Sharpies dressed in a very selective manner, wearing Fred Perry-style shirts, high-waisted jeans or slacks with large plackets at the front, the more buttons the better, often with braces, and loafer or moccasin shoes. Their hair was short and often had some longer tufts at the back, and the use of aftershave, especially Faberge Brut, was often excessive. Their drugs of choice were alcohol and speed, and their means of transport were often stolen cars. Having grown up in Cabramatta during these times, I was well aware of the local and neighbouring sharpie gangs, and many girls I attended school with went out with sharpies.
The Hon. John Ryan: Were you a sharpie chick?
The Hon. AMANDA FAZIO: In response to the Hon. John Ryan, I was never a sharpie chick because I always had long hair. I was definitely not in the inner circle. When I read the article in Ralph magazine are few years ago I recognised one of my close friends in one of the photographs; I rang her up to let her know about her brush with fame, although it was coming about 30 years late. Another of my school friends married her sharpie boyfriend who, through a strange choice of careers, ended up as an army chaplain.
The Hon. John Ryan: Some of them ended up as members of Parliament.
The Hon. AMANDA FAZIO: If the Hon. John Ryan is confessing to having been a sharpie, shame on him.
The Hon. Michael Egan: What was he?
The Hon. AMANDA FAZIO: A sharpie.
The Hon. Michael Egan: What’s that?
The Hon. AMANDA FAZIO: I will show the Treasurer a copy of my speech. The writing of a book about sharpies was mooted in the article in Ralph. I hope that such a book eventuates because I believe it is important that our social history be truly representative of what has happened in Australia. We do not simply want to know about the sanitised history of our society. There is a big market for publications that accurately document a full range of social phenomena. Only a couple of months ago the Hon. Don Harwin referred in this Chamber to the riveting book Razor by Larry Writer. We can look back now at this not so savoury chapter in Sydney’s history and find it to be very interesting. It is every bit as interesting as the prohibition era in America, but average Australians would probably no less about the razor gangs and sly grog shops of Sydney than they would know about Al Capone and Eliot Ness.

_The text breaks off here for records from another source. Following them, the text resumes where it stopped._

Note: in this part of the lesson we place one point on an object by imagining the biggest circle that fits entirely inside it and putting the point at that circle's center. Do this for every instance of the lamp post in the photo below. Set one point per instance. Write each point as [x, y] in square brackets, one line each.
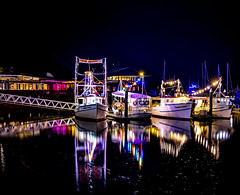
[142, 76]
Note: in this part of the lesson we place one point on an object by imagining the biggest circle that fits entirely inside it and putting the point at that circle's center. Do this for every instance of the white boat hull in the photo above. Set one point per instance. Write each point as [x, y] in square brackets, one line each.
[179, 110]
[92, 111]
[222, 111]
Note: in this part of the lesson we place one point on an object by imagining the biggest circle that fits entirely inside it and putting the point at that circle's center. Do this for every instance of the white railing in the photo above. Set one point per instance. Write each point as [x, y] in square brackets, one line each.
[17, 127]
[37, 102]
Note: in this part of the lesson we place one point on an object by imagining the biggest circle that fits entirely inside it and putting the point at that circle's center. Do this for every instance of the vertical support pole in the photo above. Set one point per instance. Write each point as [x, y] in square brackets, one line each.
[210, 101]
[75, 80]
[227, 77]
[105, 79]
[126, 103]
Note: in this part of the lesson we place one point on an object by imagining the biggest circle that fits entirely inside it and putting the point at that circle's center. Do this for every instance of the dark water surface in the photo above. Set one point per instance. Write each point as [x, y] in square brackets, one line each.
[53, 154]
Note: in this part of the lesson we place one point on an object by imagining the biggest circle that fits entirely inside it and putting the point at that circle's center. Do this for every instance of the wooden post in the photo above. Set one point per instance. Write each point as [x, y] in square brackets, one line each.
[126, 103]
[210, 101]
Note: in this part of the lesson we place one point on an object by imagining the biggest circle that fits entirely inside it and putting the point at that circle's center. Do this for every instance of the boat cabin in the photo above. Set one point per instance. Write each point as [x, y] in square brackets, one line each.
[91, 99]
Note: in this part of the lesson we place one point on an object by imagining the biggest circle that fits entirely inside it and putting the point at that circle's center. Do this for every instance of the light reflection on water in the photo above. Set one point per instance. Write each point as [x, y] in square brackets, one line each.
[109, 154]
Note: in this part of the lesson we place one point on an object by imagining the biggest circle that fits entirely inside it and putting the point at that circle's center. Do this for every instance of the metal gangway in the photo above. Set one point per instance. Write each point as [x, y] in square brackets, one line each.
[37, 102]
[17, 127]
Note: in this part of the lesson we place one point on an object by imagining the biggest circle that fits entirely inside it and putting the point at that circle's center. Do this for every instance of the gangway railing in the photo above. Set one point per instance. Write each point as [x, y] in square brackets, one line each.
[17, 127]
[37, 102]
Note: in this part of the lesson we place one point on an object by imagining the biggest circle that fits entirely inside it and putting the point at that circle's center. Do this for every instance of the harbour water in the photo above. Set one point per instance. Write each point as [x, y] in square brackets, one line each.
[49, 153]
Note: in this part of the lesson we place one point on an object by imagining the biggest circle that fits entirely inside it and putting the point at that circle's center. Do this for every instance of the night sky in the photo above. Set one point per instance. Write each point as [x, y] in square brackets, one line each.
[38, 38]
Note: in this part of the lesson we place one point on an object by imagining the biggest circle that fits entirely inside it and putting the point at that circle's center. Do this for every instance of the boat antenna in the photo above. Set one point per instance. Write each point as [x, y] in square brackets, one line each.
[164, 64]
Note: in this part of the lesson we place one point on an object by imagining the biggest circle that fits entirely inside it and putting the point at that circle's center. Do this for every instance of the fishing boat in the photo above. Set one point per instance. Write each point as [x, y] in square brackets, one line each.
[91, 103]
[221, 104]
[178, 106]
[138, 104]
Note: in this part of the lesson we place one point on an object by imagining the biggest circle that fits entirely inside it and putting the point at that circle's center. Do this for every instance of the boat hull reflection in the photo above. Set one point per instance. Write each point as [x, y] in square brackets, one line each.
[173, 134]
[90, 155]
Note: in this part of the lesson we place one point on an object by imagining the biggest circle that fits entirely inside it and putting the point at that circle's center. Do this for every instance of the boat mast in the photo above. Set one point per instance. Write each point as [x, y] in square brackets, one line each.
[75, 80]
[105, 80]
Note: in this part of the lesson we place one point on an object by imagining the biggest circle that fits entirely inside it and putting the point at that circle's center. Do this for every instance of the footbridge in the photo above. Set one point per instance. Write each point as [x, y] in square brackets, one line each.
[17, 127]
[37, 102]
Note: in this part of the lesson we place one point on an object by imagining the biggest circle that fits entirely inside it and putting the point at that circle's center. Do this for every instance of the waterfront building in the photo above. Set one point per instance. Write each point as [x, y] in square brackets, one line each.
[25, 82]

Let us redress this imbalance and take an active interest in all aspects of Australian social history. We could do with a decent book on bodgies and widgies rather than this aspect of Australian youth culture being dismissed as never having happened. We need these different youth cultures to be documented before the chance to accurately detail them is lost. So, too, do I hope that we accurately recognise the social phenomenon of sharpies. There are plenty of opportunities to do this now, before memories and photographs fade. I would be remiss to neglect the photos taken by Carroll Jerrom of sharpies in Melbourne. I rate these as among the strongest photographs of their kind to have been taken in Australia. I urge all honourable members to visit this exhibition at the MCA and to recognise that it is useful to understand the youth cultures of the past in order to fully appreciate the youth culture of today. I commend the exhibition to the few honourable members left in the Chamber this evening.